Caravaggio, as usual, remains in the background. His world, remains in the background. Art and its communicative role in a complicated century, remain in the background. In fact Merisi and the paintings are a devil of a pretext, a historical-narrative contrivance to tell a truculent tale of swashbuckling, sex and violence, nothing more and nothing less. A mere name-catcher on which to build an unpretentious, idea-less film (or rather, with ideas now so hackneyed that they can be summarized in a few milliseconds on the Internet) that is no longer even fiction.
It is just boredom and abuse. I mean, for heaven’s sake, you want to make it er little film in Romanesco about Caravaggio? You have done it, but don’t pass it off as a masterpiece! Of Placido’s banal and truly ridiculous film, the narrative device of the icy inquisitor sent by the Pope to shed light on the option of pardoning the painter is saved. Oh God, it is saved if you have pity for your brain and leave the theater about ten minutes before he declares Merisi a kind of Galileo Galilei of painting, asks him for an abjuration to painting plebeians in lieu of saints and madonnas (only he did it eh! The others all portraying the real Madonna) which the Zorro of the brush naturally refuses with disdain and, finally, stun him with a sledgehammer to the cerebellum only to have his throat slit by the Tomassoni bravacci, whom he had unwrapped beforehand by sniffing Caravaggio’s blamelessness. If, on the other hand, like me, you sinned a lot and were glued to the screen until the end, you had better recite at least 10 Hail Marys and 5 Pater Nosters before you go to sleep, because I’m sure the blasphemy escaped you.
Poetry, but what am I saying, CINEMA! Such as we have not seen in a long time. And such as I hope NEVER to see again. In fact, of Caravaggio here you cannot even see the Shadow.

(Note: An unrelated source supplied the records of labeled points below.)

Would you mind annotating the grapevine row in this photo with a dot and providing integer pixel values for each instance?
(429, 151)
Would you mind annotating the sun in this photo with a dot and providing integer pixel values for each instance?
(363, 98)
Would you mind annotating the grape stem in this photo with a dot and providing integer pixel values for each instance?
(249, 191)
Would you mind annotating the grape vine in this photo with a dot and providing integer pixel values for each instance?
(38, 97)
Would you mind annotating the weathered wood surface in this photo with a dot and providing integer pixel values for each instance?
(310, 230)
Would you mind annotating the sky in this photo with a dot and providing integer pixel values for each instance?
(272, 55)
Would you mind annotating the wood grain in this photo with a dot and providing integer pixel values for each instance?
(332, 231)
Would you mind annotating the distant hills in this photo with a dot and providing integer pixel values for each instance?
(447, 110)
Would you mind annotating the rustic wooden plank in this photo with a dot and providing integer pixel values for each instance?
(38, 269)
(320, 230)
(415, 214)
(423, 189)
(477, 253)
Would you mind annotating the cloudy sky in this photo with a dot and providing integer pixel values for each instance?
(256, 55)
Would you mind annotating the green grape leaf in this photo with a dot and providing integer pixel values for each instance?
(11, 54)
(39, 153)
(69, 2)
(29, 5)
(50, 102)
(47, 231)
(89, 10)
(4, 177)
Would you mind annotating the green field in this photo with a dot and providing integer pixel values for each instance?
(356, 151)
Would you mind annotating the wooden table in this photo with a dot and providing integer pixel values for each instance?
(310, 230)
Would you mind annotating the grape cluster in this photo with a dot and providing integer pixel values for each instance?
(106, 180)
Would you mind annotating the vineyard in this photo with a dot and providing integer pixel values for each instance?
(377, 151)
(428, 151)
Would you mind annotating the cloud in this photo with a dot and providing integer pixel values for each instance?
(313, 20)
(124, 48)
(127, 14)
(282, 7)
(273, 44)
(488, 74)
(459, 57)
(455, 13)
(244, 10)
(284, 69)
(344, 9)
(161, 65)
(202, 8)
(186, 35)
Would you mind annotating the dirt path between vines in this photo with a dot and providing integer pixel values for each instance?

*I deliberately leave out the “errors” of dates (the Medusa who was in Florence-documented in the house of Medici-from 1598 etc.), ownership, commissions and let’s say art historical data, because I believe that a film/fiction does not have the duty to respect them all to the millimeter. Of not betraying the subject, however, that is. Surreal, in fact, that in an interview Michele Placido/Cardinal del Monte asserts “The only thing we’re not sure of is how Caravaggio died.” But I say, but the good taste to say “something we’ve cobbled together for the needs of the scene” no? Come on, Miché. GOOD TASTE! Oh no, yeah. If you make such a film to sell tickets with the gimmick of Caravaggio’s name evidently good taste is not covered.